Donald Marshall: 1953-2009

Donald Marshall (CP)

Donald Marshall (CP)

Donald Marshall, the Mi’kmaq man best known to most Canadians as having spent 11 years behind bars for a crime he did not commit, has died at the age of 55.

Donald Marshall was convicted of the murder of his acquaintance Sandy Seale in 1971 during a mugging gone wrong and sentenced to life in prison. In 1983, a witness came forward who stated that he had seen another man stab Seale. In the original “rush to justice” the police had determined that, although Roy Ebsary, the intended mugging victim had a knife, Marshall had for some unknown reason turned on Seale and murdered him. As it was later shown, Ebsary had stabbed Seale which resulted in his death.

The presiding judge at Marshall’s appeal, although overturning the original conviction, blamed Marshall for his own conviction, despite the fact that the Crown had failed to turn over evidence and reveal facts (such as contradictory information from witnesses and coerced statements) which would have cleared him and pointed to Ebsary.

It was as a result of the findings (seven volumes worth) of the 1989 Royal Commission looking into the wrongful conviction that Canada changed the rules on the disclosure of evidence. Evidence collected by both Prosecution and Defence must be shared between them. It found that Marshall had been the victim of racism and pointed to significant failures by both the Crown and the Defnece which led to his conviction.

As the CBC put it “The name Donald Marshall is almost synonymous with ‘wrongful conviction’ and the fight for native justice in Canada.”

In later years, Marshall petitioned the Crown over Native fishing rights, in a case R. vs. Marshall (1999). Two landmark decisions resulted from that case. The first (R. v. Marshall, [1999] 3 S.C.R. 456) found that the right of Native fishers catching and selling of eels was valid under 1760 and 1761 treaties between the aboriginals and the colonial government, and that any licensing system or regulatory prohibitions would infringe the treaty right. The second seemed to retreat from the original finding by deciding that Natives are still subject to Canadian law.

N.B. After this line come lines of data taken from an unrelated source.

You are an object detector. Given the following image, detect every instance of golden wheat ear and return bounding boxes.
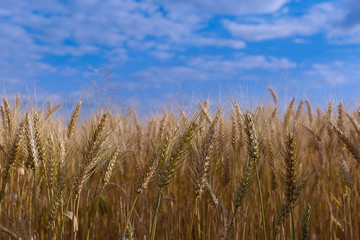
[301,203,312,240]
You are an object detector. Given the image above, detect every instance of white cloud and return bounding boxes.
[223,3,345,41]
[156,0,289,15]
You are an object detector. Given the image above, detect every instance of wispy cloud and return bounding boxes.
[223,3,345,41]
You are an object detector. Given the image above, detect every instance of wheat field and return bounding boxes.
[0,89,360,240]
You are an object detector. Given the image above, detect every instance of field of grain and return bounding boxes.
[0,90,360,240]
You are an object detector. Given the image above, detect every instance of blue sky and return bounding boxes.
[0,0,360,111]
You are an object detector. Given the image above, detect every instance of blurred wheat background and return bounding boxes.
[0,89,360,240]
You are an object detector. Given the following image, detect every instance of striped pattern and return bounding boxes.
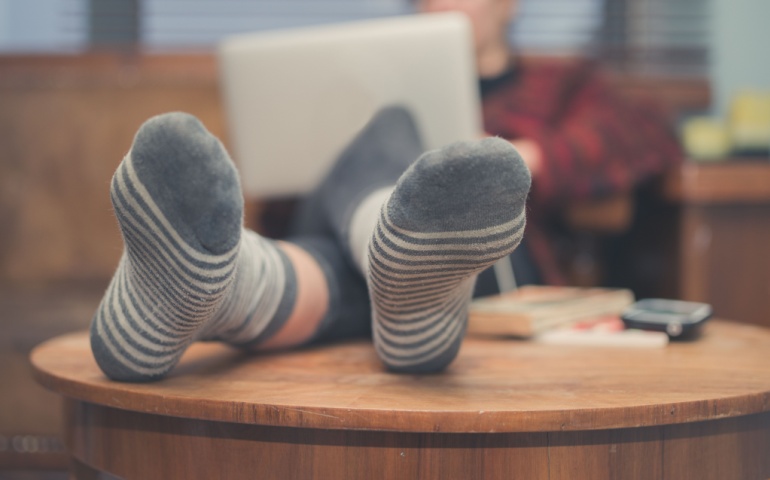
[91,153,292,381]
[369,206,525,372]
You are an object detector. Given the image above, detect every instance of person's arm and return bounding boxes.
[486,63,681,205]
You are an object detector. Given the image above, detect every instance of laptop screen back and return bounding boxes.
[219,13,481,197]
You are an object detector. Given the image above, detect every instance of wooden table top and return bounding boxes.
[31,321,770,433]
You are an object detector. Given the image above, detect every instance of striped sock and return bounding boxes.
[368,138,530,373]
[91,113,296,381]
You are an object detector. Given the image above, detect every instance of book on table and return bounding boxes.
[468,286,634,338]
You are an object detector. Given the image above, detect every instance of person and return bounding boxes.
[90,107,530,382]
[416,0,683,288]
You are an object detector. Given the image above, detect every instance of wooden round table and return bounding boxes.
[32,321,770,480]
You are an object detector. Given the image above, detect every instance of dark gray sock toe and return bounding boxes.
[130,112,243,254]
[388,138,531,233]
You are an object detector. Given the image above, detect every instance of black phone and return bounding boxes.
[620,298,713,339]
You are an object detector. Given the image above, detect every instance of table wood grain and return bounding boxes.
[27,321,770,480]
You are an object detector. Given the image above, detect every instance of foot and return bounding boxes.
[368,138,530,373]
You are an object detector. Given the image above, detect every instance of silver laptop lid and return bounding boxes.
[219,13,481,197]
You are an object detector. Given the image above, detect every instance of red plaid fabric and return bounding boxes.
[482,60,682,284]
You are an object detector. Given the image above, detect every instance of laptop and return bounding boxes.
[218,13,482,198]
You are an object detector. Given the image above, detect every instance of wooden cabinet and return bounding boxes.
[619,159,770,326]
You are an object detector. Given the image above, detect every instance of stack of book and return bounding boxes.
[468,286,668,348]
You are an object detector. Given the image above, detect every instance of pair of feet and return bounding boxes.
[91,109,530,381]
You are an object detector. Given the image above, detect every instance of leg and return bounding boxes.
[91,113,367,381]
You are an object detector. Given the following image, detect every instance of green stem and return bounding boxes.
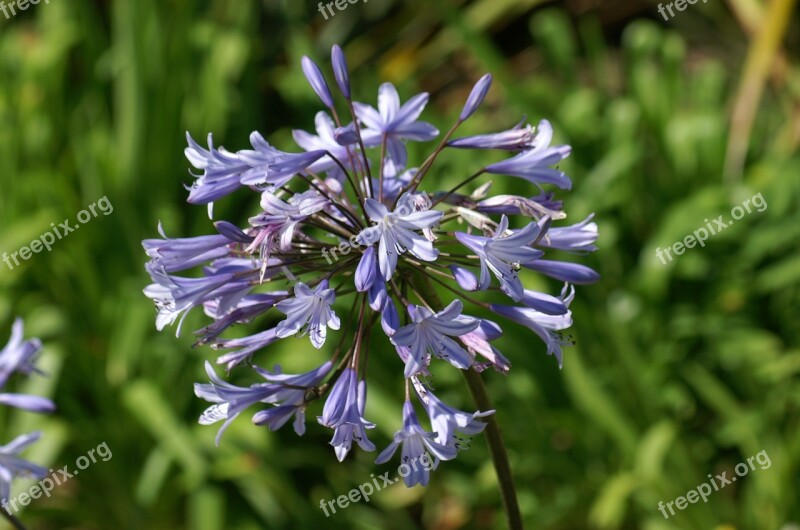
[464,368,522,530]
[413,274,522,530]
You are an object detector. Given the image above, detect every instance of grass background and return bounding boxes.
[0,0,800,530]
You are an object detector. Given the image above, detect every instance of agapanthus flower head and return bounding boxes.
[144,46,598,485]
[0,319,56,508]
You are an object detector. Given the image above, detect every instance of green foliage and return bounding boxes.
[0,0,800,530]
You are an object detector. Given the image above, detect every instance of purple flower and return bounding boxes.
[447,120,536,151]
[354,83,439,166]
[301,55,333,109]
[194,362,333,445]
[0,431,47,500]
[392,300,478,377]
[0,318,42,388]
[275,280,339,349]
[331,44,350,99]
[145,46,599,485]
[331,376,375,462]
[142,223,231,272]
[486,120,572,190]
[184,132,250,206]
[537,214,598,252]
[144,263,256,336]
[458,74,492,121]
[292,111,366,180]
[248,190,328,259]
[0,318,56,413]
[458,319,511,374]
[522,259,600,285]
[456,215,542,302]
[412,377,494,449]
[375,400,458,482]
[358,194,442,281]
[490,284,575,367]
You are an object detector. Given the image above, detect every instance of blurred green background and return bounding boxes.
[0,0,800,530]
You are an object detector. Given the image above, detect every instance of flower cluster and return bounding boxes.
[143,46,598,485]
[0,319,56,502]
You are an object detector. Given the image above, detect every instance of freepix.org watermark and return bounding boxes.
[3,196,114,270]
[656,193,768,265]
[0,442,113,515]
[658,0,708,20]
[658,450,772,519]
[319,451,434,517]
[317,0,369,20]
[322,198,414,265]
[0,0,50,20]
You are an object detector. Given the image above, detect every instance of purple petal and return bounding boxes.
[458,74,492,121]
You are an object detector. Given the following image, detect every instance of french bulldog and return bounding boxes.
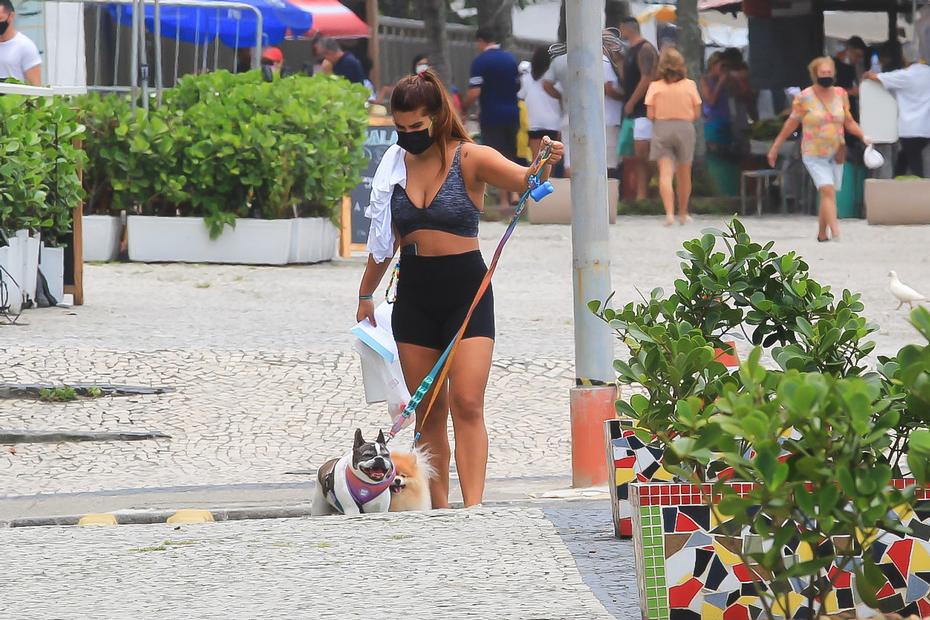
[310,429,395,516]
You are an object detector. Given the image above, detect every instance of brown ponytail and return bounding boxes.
[391,69,472,168]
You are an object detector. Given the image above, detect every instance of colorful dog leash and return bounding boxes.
[388,138,555,445]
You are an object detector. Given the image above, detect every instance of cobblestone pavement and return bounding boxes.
[0,217,930,495]
[0,508,624,620]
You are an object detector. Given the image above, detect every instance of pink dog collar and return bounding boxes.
[346,464,396,508]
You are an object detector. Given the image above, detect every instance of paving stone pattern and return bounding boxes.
[0,508,616,620]
[0,217,930,495]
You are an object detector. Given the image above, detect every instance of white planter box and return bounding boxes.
[128,215,292,265]
[287,217,339,263]
[39,244,65,303]
[0,230,40,307]
[81,215,122,262]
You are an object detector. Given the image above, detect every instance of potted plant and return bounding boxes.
[595,221,930,618]
[0,95,84,300]
[77,71,367,264]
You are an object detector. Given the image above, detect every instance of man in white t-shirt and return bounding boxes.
[0,0,42,86]
[543,47,623,176]
[862,62,930,178]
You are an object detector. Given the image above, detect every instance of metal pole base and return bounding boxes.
[570,385,617,489]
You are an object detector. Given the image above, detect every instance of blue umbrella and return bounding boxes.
[110,0,313,47]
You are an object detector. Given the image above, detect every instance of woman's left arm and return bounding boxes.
[464,141,565,192]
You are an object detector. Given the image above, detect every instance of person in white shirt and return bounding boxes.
[542,34,624,177]
[517,47,562,159]
[601,51,624,179]
[542,54,571,177]
[0,0,42,86]
[862,60,930,178]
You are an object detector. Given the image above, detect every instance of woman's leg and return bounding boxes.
[397,342,451,508]
[449,337,494,507]
[665,162,691,224]
[659,157,681,226]
[817,185,840,239]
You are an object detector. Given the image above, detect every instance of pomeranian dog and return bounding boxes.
[389,448,436,512]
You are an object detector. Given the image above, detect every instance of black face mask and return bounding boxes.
[397,127,433,155]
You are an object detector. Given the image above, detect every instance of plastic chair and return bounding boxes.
[739,168,788,215]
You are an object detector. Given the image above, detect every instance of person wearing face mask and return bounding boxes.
[0,0,42,86]
[377,53,429,106]
[768,56,871,241]
[355,70,563,508]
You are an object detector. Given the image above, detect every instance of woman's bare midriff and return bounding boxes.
[400,230,478,256]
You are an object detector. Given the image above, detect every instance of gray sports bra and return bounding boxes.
[391,142,481,237]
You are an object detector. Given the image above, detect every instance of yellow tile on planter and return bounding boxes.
[617,467,636,484]
[652,467,675,482]
[714,540,743,566]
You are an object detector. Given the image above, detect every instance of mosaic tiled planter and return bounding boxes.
[604,418,672,538]
[629,480,930,620]
[604,342,739,538]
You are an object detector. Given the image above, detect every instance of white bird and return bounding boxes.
[888,271,927,310]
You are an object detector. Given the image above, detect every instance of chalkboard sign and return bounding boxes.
[340,117,397,256]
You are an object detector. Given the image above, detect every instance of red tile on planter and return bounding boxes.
[887,538,914,575]
[723,605,750,620]
[668,577,702,607]
[875,583,896,598]
[733,563,753,583]
[675,512,701,533]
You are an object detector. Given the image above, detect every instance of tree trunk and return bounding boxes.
[417,0,452,88]
[478,0,513,48]
[677,0,705,160]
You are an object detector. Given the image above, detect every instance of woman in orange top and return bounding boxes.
[646,47,701,226]
[768,56,870,241]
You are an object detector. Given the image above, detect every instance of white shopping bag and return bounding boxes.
[352,304,413,427]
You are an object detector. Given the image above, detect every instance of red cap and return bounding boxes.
[262,47,284,62]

This first finding angered non-Aboriginal fishers because they saw a bias in the law which gave Aboriginal fishers rights that they did not have (despite the fact that Aboriginal fisheries are minuscule operations compared to those operated my non-Aboriginals).

The second finding angered Native fishers because it seemed to undermine the findings of the first findings.

In 2003, Donald Marshall had a lung transplant. It was problems arising from the anti-rejection drugs that led to his death, today.

I had the pleasure of meeting Mr. Marshall in Ottawa during the National Aboriginal Day celebrations in 1998.